Plasmid gene therapy delivers genetic instructions to your cells, enabling them to produce therapeutic proteins internally. Rather than frequent injections of an externally manufactured protein, Minicircle plasmids (circular DNA molecules) prompt the body’s own cells to synthesize the proteins. While results may vary, a single injection of plasmid can support protein production for an entire year, depending on the individual’s unique biochemistry. Learn more.

Minicircle’s therapy uses a single subcutaneous injection to deliver the therapeutic plasmid.

• The plasmid enters the nucleus but does not integrate into the genome.
• The cell produces the encoded protein (e.g. follistatin (FST)), which circulates in the bloodstream.
• The therapeutic effect depends on the specific protein and the individual’s response. For example, FST inhibits myostatin and activin in order to increase lean mass.

Learn more.

Minicircle vs. Viral Vectors (AAV)

• Cost/Scalability: AAV gene therapy often costs $300,000 or more per dose. Minicircle is designed to be more cost-effective at a fraction of the price.
• Storage: AAV requires -80°C storage. Minicircle plasmids are designed to be shelf-stable.
• Repeatability: AAV repeat dosing can be problematic due to immune system recognition and permanent impact. Minicircle is designed to have a lower immune activation risk to allow for adjustment in dosing.

Minicircle vs. CRISPR

• Permanence: CRISPR introduces permanent edits to the genome that are irreversible with potential long-term risks of unintended effects. Minicircle plasmids do not edit the genome, allowing effects to diminish naturally over time.
• Immunogenics: CRISPR’s permanent modifications to DNA may risk trigger negative autoimmune response, Minicircle does not integrate into DNA, offering flexibility in dosing with reduced immune activation risk.

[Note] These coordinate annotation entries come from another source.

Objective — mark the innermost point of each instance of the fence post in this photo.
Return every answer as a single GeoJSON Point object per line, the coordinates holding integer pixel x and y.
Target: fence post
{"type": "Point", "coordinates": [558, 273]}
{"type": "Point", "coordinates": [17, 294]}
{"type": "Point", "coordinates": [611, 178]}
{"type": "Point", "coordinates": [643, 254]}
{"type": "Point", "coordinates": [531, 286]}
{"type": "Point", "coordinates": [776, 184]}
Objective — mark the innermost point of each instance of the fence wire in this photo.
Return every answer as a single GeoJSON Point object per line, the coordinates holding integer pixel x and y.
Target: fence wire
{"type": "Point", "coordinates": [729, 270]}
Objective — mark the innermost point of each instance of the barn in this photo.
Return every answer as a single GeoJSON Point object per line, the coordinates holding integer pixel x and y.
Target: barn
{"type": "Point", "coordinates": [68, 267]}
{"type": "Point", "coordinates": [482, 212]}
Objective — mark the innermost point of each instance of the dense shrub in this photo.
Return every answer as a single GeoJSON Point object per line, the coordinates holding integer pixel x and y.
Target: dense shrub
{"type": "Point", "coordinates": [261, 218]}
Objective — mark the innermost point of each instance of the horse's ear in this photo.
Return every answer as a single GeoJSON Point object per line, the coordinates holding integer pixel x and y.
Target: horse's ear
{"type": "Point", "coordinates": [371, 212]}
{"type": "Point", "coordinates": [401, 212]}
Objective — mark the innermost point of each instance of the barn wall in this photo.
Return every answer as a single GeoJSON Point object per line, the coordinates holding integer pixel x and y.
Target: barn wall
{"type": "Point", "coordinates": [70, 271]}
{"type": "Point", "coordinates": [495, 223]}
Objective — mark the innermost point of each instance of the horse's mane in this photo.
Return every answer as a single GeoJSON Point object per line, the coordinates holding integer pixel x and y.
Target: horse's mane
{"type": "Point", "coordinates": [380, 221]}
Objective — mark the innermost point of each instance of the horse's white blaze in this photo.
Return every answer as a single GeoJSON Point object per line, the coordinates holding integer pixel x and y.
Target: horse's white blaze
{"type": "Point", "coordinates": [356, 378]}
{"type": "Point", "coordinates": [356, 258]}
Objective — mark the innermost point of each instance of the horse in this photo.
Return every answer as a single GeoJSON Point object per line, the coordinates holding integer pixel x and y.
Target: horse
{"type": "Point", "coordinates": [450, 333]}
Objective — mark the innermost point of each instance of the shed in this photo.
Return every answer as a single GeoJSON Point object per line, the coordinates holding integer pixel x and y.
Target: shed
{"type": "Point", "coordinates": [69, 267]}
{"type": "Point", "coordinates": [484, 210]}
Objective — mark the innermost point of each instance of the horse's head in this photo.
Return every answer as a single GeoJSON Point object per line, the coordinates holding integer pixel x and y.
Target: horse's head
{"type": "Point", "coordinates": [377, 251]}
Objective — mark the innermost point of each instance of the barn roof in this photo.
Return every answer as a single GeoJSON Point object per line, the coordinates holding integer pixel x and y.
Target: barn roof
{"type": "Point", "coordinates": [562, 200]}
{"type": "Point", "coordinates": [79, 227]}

Minicircle’s gene therapy is currently available through its clinical partner, the GARM Clinic, located in Roatan, Honduras, and Paradise Island in The Bahamas. See our clinic locations here. Minicircle anticipates working with additional clinical partners in other locations in the future.

Minicircle’s research and development (as well as its clinical partner) are based in the Prospera ZEDE, a special economic zone created to foster innovation in a globally harmonized regulatory framework. Additional international locations are planned for the future. Our clinicians adhere to rigorous safety protocols, including rigorous research and a robust informed consent process to ensure transparency and autonomy.

Follistatin (FST) gene therapy is currently available through Minicircle’s clinical partners. Klotho gene therapy is under development and anticipated to launch in 2026.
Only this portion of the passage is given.